You're right that the Roman empire was every bit as ruthless as any nation which followed, and very plausibly much more so. But people treat the past as a fictional place when it goes much beyond the memories of people who are alive; and the more powerful and impressive a civilisation was, the more people are interested in it.
It's very hard to find any one really taking the past literally, as events which happened and could easily happen again. One imagines it's a symptom of how we're born and die: before our birth feels unreal to us unless we have some contact in our lifetimes with people who were alive before it.
This effect becomes more concerning when people try to take advise from glorified people of the past: every roman emporer was a genocidal tyrant, none should be immitated. But here we are.
what about the joys of the United States underground, or the joys of the British Empire underground, or the joys of the Mongol Empire underground?
girl it was 2000 years ago??? Unlike the Nazis, they didn't commit a genocide?? And they gave citizenship to people they conquered... I'd say for the standards of the time, they did pretty damn well. It's crazy to compare them to modern standards. And anyways, I'd still rather live under the Romans than the Nazis...
The Roman destruction of Carthage seems like a pretty clear genocide.
The part about modern standards can't be overlooked, though. Somebody from before the 1600s would lack egalitarian values, does that failure deserve blame? That's like saying they should have invented and promoted egalitarianism early. I mean sure, in principle, but it's a lot to ask, and they should have invented transistors too.

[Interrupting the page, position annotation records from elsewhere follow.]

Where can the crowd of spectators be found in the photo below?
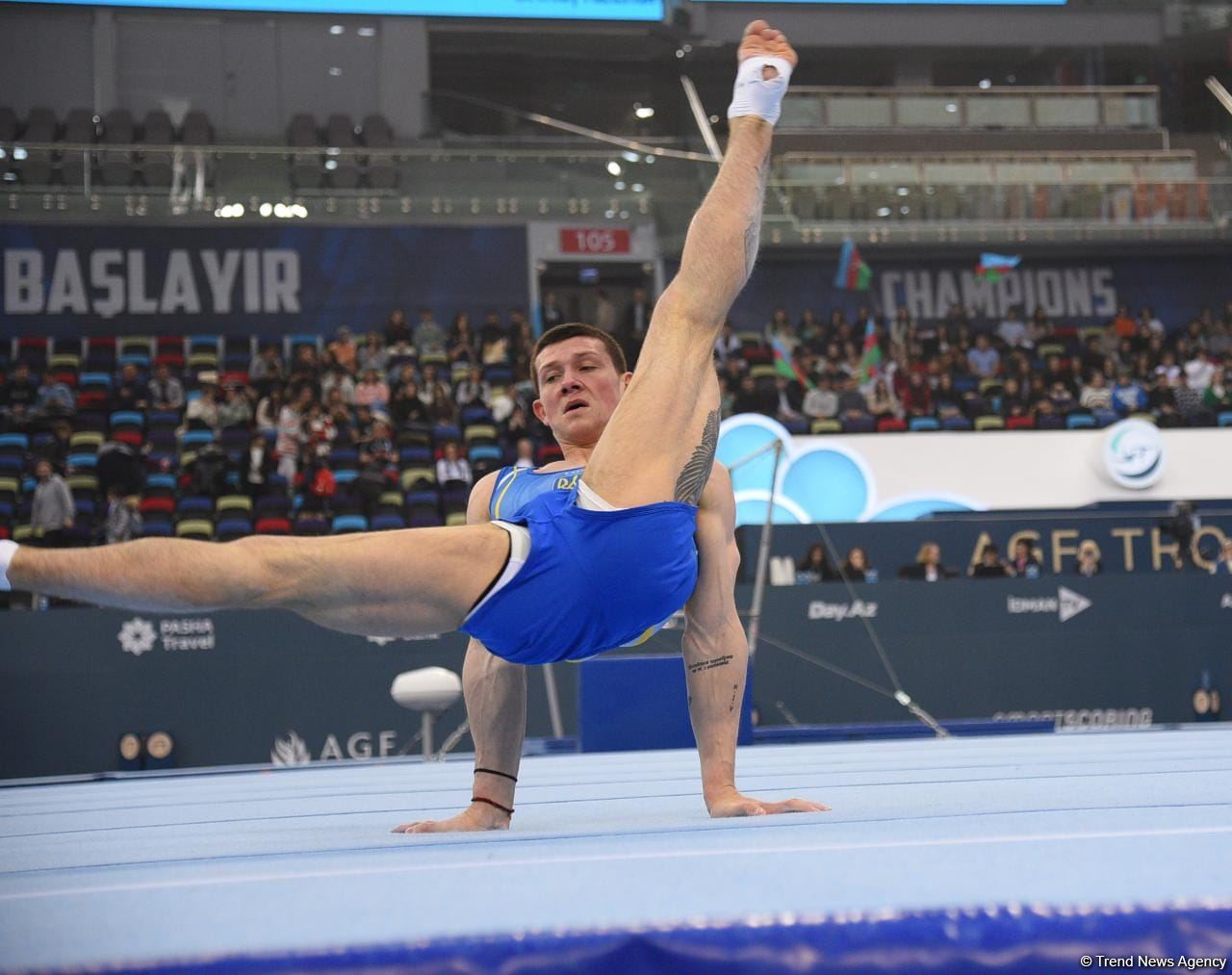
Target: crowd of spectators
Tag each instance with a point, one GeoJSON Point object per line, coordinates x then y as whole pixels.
{"type": "Point", "coordinates": [1020, 373]}
{"type": "Point", "coordinates": [333, 423]}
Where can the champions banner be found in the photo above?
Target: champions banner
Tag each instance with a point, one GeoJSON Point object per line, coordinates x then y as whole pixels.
{"type": "Point", "coordinates": [71, 281]}
{"type": "Point", "coordinates": [1072, 290]}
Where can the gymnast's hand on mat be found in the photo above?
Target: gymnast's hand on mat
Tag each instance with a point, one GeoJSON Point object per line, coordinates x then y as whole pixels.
{"type": "Point", "coordinates": [475, 818]}
{"type": "Point", "coordinates": [733, 804]}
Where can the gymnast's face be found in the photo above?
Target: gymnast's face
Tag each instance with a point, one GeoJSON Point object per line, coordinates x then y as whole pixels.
{"type": "Point", "coordinates": [579, 389]}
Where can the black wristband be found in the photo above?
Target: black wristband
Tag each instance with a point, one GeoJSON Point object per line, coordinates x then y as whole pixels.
{"type": "Point", "coordinates": [506, 810]}
{"type": "Point", "coordinates": [501, 774]}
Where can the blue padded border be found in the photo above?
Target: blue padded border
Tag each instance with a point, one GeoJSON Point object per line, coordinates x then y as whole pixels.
{"type": "Point", "coordinates": [1025, 939]}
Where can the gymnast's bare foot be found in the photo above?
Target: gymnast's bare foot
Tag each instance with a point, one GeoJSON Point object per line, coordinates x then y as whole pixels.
{"type": "Point", "coordinates": [475, 818]}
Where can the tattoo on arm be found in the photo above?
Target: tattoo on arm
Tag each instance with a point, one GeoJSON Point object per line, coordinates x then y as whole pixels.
{"type": "Point", "coordinates": [696, 473]}
{"type": "Point", "coordinates": [696, 668]}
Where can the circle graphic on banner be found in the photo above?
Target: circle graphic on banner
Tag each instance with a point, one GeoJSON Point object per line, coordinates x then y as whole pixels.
{"type": "Point", "coordinates": [1134, 453]}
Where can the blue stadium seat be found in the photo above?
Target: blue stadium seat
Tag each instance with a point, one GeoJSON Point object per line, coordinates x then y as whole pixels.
{"type": "Point", "coordinates": [346, 523]}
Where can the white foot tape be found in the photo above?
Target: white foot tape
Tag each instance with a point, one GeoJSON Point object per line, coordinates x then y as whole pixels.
{"type": "Point", "coordinates": [759, 96]}
{"type": "Point", "coordinates": [7, 552]}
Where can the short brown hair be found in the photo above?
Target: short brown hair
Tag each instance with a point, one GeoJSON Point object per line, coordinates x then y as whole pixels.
{"type": "Point", "coordinates": [572, 330]}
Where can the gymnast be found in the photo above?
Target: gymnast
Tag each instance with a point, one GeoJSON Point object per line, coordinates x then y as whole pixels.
{"type": "Point", "coordinates": [593, 552]}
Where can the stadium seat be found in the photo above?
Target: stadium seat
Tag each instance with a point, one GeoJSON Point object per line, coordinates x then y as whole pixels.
{"type": "Point", "coordinates": [348, 523]}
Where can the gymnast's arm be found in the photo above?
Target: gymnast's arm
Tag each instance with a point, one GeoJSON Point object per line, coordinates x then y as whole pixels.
{"type": "Point", "coordinates": [716, 655]}
{"type": "Point", "coordinates": [494, 690]}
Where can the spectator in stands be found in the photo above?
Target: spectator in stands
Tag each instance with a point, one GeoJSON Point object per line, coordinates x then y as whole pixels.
{"type": "Point", "coordinates": [1024, 561]}
{"type": "Point", "coordinates": [18, 398]}
{"type": "Point", "coordinates": [814, 567]}
{"type": "Point", "coordinates": [753, 398]}
{"type": "Point", "coordinates": [1199, 372]}
{"type": "Point", "coordinates": [397, 330]}
{"type": "Point", "coordinates": [202, 412]}
{"type": "Point", "coordinates": [452, 469]}
{"type": "Point", "coordinates": [429, 337]}
{"type": "Point", "coordinates": [1095, 394]}
{"type": "Point", "coordinates": [605, 312]}
{"type": "Point", "coordinates": [821, 402]}
{"type": "Point", "coordinates": [372, 391]}
{"type": "Point", "coordinates": [852, 402]}
{"type": "Point", "coordinates": [883, 402]}
{"type": "Point", "coordinates": [525, 453]}
{"type": "Point", "coordinates": [855, 566]}
{"type": "Point", "coordinates": [236, 409]}
{"type": "Point", "coordinates": [344, 350]}
{"type": "Point", "coordinates": [1189, 400]}
{"type": "Point", "coordinates": [268, 411]}
{"type": "Point", "coordinates": [551, 313]}
{"type": "Point", "coordinates": [462, 343]}
{"type": "Point", "coordinates": [984, 360]}
{"type": "Point", "coordinates": [928, 566]}
{"type": "Point", "coordinates": [634, 321]}
{"type": "Point", "coordinates": [123, 521]}
{"type": "Point", "coordinates": [166, 391]}
{"type": "Point", "coordinates": [267, 369]}
{"type": "Point", "coordinates": [727, 346]}
{"type": "Point", "coordinates": [493, 342]}
{"type": "Point", "coordinates": [1013, 330]}
{"type": "Point", "coordinates": [52, 512]}
{"type": "Point", "coordinates": [54, 398]}
{"type": "Point", "coordinates": [1223, 566]}
{"type": "Point", "coordinates": [1129, 396]}
{"type": "Point", "coordinates": [472, 391]}
{"type": "Point", "coordinates": [1168, 372]}
{"type": "Point", "coordinates": [372, 354]}
{"type": "Point", "coordinates": [1090, 562]}
{"type": "Point", "coordinates": [916, 398]}
{"type": "Point", "coordinates": [443, 409]}
{"type": "Point", "coordinates": [407, 407]}
{"type": "Point", "coordinates": [989, 565]}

Yes, I agree that Romans could be the least cruel and the most humane at their times actually (well, except for Christians). Still, "the Joys of discovering" feels... distasteful.
Is this an AI slop comment?
I'm flattered, thank you. Sad reality is that I'm much dumber than AI. But you feel free to read my other comments, HN keeps comments history public.
Also, I had a few typos there in the comment (like letter case). AIs are typically consistent.
Wellll, there is Berlin Unterwelten. They don't glorify the Nazi past by any means, but they do allow you to visit bunkers from WW2 and the cold war.